Si plus de 50 % des personnes choisissent la pilule bleue, tout le monde vit.
Sinon, ceux qui ont pris la pilule rouge vivent et ceux qui ont pris la bleue meurent.
Dilemme reformulé par Monsieur Phi :
Des aliens chopent 100 humains. Ils vont les mettre chacun dans un salle face à un bouton.
Si la majorité des participants appuient sur le bouton A, tout le monde continuera de vivre.
Si la majorité des participants appuient sur le bouton B, ceux aqui ont appuyé sur le bouton A meurent, ceux qui ont appuyé sur B vivent.
Faire un choix est obligatoire, sinon tout le monde meurt.

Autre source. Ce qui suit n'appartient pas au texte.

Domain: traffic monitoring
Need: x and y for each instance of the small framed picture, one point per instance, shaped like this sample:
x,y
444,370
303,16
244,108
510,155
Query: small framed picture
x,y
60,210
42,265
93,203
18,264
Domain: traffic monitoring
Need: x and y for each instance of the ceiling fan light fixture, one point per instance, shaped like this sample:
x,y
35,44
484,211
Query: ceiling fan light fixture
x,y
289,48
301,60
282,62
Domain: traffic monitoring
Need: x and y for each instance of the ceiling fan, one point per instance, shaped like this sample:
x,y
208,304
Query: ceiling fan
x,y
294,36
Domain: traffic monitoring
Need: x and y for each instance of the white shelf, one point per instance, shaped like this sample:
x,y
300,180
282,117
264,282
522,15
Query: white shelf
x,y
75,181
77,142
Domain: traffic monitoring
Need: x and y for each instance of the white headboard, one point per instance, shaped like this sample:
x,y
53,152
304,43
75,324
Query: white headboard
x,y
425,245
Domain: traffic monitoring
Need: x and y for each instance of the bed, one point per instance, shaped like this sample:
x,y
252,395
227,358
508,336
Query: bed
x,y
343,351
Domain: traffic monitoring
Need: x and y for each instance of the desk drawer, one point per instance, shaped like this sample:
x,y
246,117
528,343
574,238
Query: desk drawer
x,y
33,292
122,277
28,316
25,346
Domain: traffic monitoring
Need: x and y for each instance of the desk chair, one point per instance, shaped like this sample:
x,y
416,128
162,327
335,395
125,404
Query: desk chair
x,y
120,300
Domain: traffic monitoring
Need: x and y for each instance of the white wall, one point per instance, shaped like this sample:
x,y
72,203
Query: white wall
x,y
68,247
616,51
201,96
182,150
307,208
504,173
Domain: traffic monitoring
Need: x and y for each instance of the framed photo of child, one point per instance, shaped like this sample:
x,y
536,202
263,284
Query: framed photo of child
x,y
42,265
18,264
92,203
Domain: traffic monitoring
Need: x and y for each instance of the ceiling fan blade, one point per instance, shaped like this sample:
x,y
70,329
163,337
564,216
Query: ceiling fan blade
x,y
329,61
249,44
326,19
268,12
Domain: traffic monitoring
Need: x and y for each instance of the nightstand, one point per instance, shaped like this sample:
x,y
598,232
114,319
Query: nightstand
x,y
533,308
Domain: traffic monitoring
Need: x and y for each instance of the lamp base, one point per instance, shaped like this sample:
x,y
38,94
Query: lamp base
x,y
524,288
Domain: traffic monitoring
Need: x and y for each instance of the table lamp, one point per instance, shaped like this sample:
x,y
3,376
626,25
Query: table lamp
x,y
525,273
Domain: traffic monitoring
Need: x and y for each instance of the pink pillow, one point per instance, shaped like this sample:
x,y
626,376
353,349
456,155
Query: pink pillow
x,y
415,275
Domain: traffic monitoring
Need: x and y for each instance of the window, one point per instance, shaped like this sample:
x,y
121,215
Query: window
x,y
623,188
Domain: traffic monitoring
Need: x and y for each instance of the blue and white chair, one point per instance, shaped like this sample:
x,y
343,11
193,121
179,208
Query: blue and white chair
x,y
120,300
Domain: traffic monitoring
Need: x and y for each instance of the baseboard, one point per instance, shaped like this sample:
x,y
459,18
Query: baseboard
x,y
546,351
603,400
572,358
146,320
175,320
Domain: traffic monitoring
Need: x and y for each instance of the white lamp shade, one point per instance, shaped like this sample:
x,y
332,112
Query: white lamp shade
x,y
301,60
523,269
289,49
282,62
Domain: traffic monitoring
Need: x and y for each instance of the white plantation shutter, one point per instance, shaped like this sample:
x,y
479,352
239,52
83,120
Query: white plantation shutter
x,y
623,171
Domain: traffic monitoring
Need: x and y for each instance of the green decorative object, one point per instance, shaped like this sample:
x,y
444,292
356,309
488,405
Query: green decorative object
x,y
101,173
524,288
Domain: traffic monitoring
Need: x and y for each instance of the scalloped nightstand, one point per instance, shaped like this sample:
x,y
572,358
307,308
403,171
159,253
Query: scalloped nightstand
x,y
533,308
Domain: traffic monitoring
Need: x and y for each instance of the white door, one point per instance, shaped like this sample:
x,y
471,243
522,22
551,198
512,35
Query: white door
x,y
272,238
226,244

Avant de choisir, les aliens s'assurent que les participants ont compris les règles avec des questions de compréhension.
Il constate un biais de cadrage très significatif (la première présentation du problème influence grandement la manière dont on le perçoit).
Ce n'est pas un dilemme du prisonnier car la solution égoïste (rouge / B) produit le même résultat que si tout le monde avait choisi la solution coopérative (bleue / A). La solution égoïste (B / rouge) ne nécessite pas de prendre de risque personnel pour parvenir au même résultat. Le choix A est circulaire : on sauve uniquement ceux qui feront ce choix-là pour sauver ceux qui feront ce choix-là, ce qui permet d'afficher notre vertu à vouloir sauver tout le monde. Mais ça ne marche que si une majorité fait également ce choix-là d'afficher sa vertu (on est moral, on n'est pas un égoïste, etc. mais que pour ceux qui en font pareil).
En passant, on révise l'impératif catégorique de Kant, l'une des approches de la philosophie morale : on désire faire quelque chose que l'on ne souhaite pas voir généralisé (= faites ce que je dis, pas ce que je fais). A contrario, une action est conforme au devoir moral si on peut vouloir universaliser la règle de conduite que l'on a suivi pour la mener. Inefficace avec le dilemme supra, puisque les deux choix passent le test d'universalisation. Autre approche de la philo morale : le conséquentialisme, c'est-à-dire évaluer une action (bonne ou mauvaise) en fonction de ses conséquences (bonnes ou mauvaises). La manière d'évaluer les conséquences varie en fonction des courants de pensée.